Pick a profile as needed and on the root of galaxy_ng repository.

Examples assumes standalone as the profile, change as needed.

Build images

docker compose -f dev/compose/standalone.yaml build

Run the stack

docker compose -f dev/compose/standalone.yaml up
# optionally pass `-d` to release the terminal

Exec commands on the manager service

Bash

$ docker compose -f dev/compose/standalone.yaml exec manager /bin/bash
bash-4.4#

Django Admin

$  docker compose -f dev/compose/standalone.yaml exec manager pulpcore-manager
Type 'pulpcore-manager help <subcommand>' for help on a specific subcommand.

Available subcommands:

[app]
    add-signing-service
    analyze-publication
...

Settings

$ docker compose -f dev/compose/standalone.yaml exec manager dynaconf get DATABASES | python -m json.tool
{
  "default": {
    "ENGINE": "django.db.backends.postgresql",
    "HOST": "postgres",
    "NAME": "galaxy_ng",
    "PASSWORD": "galaxy_ng",
    "PORT": 5432,
    "USER": "galaxy_ng"
  }
}
$ docker compose -f dev/compose/standalone.yaml exec manager dynaconf list
CONTENT_ORIGIN<str> 'https://localhost'
CACHE_ENABLED<bool> False
CACHE_SETTINGS<dict> {'EXPIRES_TTL': 600}
ALLOWED_CONTENT_CHECKSUMS<list> ['sha224', 'sha256', 'sha384', 'sha512']
...

Stopping

$ docker compose -f dev/compose/standalone.yaml down
# add -v to stop and remove volumes

Tip

Stop with Ctrl + C if running without -d and then execute the down command.

API Access

Galaxy API is available on:

http://localhost:5001/api/galaxy/v3/swagger-ui/

AAP UI and API will be available only if started separately on:

https://localhost

Running UI for standalone development

Ansible Hub UI can be started separately as a standalone npm run.
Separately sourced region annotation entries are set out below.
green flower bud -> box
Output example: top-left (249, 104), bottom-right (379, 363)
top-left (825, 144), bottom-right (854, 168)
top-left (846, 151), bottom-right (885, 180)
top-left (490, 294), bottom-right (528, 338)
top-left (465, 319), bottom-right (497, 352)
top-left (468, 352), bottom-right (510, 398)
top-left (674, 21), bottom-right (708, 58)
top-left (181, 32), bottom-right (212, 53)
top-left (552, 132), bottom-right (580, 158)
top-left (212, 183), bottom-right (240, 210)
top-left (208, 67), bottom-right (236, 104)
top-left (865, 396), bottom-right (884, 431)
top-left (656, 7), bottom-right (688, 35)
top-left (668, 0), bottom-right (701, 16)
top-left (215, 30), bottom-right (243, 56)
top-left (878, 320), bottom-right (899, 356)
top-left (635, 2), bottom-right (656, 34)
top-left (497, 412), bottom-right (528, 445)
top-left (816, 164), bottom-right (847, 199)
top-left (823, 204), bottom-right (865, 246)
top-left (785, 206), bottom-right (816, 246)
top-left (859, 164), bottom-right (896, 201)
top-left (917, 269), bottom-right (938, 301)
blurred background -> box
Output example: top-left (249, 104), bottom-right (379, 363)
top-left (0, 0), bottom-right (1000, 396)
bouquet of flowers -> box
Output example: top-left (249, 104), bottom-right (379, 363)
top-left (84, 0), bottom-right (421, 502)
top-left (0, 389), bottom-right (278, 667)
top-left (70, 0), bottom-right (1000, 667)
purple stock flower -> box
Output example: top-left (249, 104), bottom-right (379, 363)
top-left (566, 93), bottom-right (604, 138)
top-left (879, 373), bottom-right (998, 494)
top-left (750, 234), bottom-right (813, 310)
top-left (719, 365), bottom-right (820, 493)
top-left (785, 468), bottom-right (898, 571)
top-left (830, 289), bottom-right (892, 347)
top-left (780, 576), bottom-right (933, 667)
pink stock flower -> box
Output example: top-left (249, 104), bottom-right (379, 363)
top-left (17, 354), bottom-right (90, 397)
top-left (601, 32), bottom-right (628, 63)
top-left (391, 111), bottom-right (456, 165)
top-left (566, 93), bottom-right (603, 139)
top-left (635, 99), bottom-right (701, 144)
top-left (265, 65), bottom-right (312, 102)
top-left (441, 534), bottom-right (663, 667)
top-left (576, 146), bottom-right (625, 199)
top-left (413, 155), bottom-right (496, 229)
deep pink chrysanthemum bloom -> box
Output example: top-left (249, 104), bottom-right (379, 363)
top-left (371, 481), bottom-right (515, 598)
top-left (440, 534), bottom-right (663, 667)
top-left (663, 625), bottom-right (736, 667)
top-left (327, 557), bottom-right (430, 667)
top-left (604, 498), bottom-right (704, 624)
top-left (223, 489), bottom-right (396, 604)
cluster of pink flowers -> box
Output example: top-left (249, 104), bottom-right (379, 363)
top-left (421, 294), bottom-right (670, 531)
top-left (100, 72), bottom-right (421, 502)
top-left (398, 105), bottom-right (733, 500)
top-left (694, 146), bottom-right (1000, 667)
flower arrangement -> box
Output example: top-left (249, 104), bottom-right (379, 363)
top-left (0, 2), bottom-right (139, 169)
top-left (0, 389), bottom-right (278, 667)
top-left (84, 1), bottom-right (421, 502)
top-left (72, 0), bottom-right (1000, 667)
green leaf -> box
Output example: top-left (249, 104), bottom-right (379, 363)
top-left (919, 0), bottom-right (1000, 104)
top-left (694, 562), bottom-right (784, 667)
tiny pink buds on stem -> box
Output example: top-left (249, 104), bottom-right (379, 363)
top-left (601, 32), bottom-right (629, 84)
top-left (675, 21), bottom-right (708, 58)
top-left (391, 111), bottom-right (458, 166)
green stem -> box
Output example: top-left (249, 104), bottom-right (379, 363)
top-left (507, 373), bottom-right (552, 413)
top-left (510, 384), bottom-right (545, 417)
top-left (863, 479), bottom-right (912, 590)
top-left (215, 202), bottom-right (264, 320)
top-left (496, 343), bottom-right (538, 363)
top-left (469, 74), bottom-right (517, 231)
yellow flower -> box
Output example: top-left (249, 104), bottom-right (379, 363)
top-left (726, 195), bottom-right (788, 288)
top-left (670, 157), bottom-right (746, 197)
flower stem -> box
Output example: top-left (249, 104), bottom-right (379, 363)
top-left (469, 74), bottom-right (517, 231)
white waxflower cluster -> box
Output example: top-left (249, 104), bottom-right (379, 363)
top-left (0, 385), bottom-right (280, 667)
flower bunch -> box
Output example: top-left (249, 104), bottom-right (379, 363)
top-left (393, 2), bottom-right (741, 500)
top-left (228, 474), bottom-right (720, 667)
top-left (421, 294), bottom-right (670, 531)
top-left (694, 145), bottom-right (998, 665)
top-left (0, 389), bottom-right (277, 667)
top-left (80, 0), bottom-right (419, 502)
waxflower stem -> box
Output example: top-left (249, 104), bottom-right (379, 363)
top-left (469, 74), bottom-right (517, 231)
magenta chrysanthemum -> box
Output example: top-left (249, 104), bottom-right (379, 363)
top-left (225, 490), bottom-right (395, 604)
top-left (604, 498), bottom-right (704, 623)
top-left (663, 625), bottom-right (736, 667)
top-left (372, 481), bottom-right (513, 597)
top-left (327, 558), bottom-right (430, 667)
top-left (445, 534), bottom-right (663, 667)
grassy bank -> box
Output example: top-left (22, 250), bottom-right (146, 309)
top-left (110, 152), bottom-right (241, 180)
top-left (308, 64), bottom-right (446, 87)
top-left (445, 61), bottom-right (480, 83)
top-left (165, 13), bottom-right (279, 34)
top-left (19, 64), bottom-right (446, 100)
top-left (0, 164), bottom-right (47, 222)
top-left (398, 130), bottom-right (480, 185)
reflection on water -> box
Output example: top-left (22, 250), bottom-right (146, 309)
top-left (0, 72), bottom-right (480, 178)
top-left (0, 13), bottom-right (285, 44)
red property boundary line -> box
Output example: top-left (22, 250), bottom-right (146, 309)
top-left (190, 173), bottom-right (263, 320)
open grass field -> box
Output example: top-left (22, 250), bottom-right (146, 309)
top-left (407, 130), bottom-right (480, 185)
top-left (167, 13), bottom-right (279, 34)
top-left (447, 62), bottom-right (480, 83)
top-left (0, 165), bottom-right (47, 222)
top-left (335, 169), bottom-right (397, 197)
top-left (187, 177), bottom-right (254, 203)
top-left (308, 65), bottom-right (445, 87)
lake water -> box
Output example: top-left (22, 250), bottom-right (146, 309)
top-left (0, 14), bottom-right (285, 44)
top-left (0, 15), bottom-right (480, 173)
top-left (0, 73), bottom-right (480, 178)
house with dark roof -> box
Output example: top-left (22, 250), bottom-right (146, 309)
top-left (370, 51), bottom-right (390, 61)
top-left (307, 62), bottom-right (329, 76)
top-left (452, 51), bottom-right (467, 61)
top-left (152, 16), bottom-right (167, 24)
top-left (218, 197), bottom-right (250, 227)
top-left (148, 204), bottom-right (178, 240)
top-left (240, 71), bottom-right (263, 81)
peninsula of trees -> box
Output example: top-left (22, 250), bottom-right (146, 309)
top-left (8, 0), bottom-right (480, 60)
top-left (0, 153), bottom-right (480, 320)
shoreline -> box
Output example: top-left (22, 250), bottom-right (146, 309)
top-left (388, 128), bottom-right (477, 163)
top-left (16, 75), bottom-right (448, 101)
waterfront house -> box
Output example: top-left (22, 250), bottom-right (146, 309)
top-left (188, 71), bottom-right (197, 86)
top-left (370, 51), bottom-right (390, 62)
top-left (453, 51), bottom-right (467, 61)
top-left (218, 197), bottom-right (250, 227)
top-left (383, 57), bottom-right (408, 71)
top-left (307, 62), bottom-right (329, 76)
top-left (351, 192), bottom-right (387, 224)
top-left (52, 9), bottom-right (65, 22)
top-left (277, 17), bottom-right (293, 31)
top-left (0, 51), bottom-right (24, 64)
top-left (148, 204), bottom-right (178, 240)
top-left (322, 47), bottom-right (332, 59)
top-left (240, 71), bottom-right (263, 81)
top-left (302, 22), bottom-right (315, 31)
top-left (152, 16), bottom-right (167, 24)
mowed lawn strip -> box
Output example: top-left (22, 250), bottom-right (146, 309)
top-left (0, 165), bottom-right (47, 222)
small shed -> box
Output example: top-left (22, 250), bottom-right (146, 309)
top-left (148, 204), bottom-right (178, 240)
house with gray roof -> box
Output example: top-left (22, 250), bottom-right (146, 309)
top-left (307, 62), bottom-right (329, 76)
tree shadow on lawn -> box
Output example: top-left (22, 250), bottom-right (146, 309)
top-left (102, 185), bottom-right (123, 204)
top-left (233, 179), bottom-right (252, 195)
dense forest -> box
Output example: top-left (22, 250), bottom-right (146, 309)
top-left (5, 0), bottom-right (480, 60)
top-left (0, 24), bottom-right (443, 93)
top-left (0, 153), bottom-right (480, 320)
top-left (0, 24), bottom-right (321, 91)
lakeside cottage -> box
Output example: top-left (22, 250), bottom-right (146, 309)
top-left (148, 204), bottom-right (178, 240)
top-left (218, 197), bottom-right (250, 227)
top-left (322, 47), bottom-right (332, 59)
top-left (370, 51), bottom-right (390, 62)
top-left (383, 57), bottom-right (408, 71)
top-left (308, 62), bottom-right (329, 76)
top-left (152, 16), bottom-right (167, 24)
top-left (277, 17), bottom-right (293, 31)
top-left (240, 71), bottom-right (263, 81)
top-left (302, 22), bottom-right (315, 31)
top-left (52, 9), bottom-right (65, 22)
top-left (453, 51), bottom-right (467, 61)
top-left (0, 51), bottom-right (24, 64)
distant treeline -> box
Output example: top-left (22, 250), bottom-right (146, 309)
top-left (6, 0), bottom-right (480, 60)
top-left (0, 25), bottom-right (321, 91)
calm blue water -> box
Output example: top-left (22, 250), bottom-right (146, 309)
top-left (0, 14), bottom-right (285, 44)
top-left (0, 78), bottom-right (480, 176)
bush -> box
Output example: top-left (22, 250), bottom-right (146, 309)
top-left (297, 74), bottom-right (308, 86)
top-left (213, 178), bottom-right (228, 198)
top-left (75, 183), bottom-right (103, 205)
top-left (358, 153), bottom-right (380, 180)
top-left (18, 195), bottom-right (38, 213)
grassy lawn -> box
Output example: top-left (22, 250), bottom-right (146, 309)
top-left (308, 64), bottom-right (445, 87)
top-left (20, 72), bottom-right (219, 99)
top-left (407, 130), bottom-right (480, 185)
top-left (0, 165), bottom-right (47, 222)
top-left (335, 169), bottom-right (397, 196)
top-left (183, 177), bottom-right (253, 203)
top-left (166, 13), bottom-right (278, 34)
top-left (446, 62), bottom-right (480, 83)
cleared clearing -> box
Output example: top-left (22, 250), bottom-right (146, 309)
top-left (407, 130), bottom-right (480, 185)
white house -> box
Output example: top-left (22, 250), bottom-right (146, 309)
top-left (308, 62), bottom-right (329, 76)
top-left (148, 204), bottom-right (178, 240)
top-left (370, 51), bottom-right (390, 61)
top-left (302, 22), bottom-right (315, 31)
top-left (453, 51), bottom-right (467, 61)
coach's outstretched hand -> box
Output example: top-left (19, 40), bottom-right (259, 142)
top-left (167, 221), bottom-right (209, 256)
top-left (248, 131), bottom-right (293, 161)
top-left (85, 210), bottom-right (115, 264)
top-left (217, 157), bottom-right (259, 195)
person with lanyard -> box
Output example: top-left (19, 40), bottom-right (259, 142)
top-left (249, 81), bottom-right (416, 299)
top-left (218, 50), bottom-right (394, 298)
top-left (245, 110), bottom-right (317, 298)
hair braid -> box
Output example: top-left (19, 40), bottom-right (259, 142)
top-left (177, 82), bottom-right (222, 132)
# Assuming galaxy_ng is running on standalone compose.

$ git clone https://github.com/ansible/ansible-hub-ui ~/projects/ansible-hub-ui
$ git clone https://github.com/ansible/galaxy_ng ~/projects/galaxy_ng

Open 2 terminals:

On the first terminal:

$ cd galaxy_ng
$ docker compose -f dev/compose/standalone.yaml up

On the second terminal:

cd ansible-hub-ui
npm install
npm run start-standalone

UI will be available on http://localhost:8002 and API on http://localhost:5001

Auto Reload and Local Checkouts

To have the services api, worker and content to automatically reload when source code changes it is required to set which paths the reloader must watch for changes.

Set the variable DEV_SOURCE_PATH with the packages you want to add to the reloader list.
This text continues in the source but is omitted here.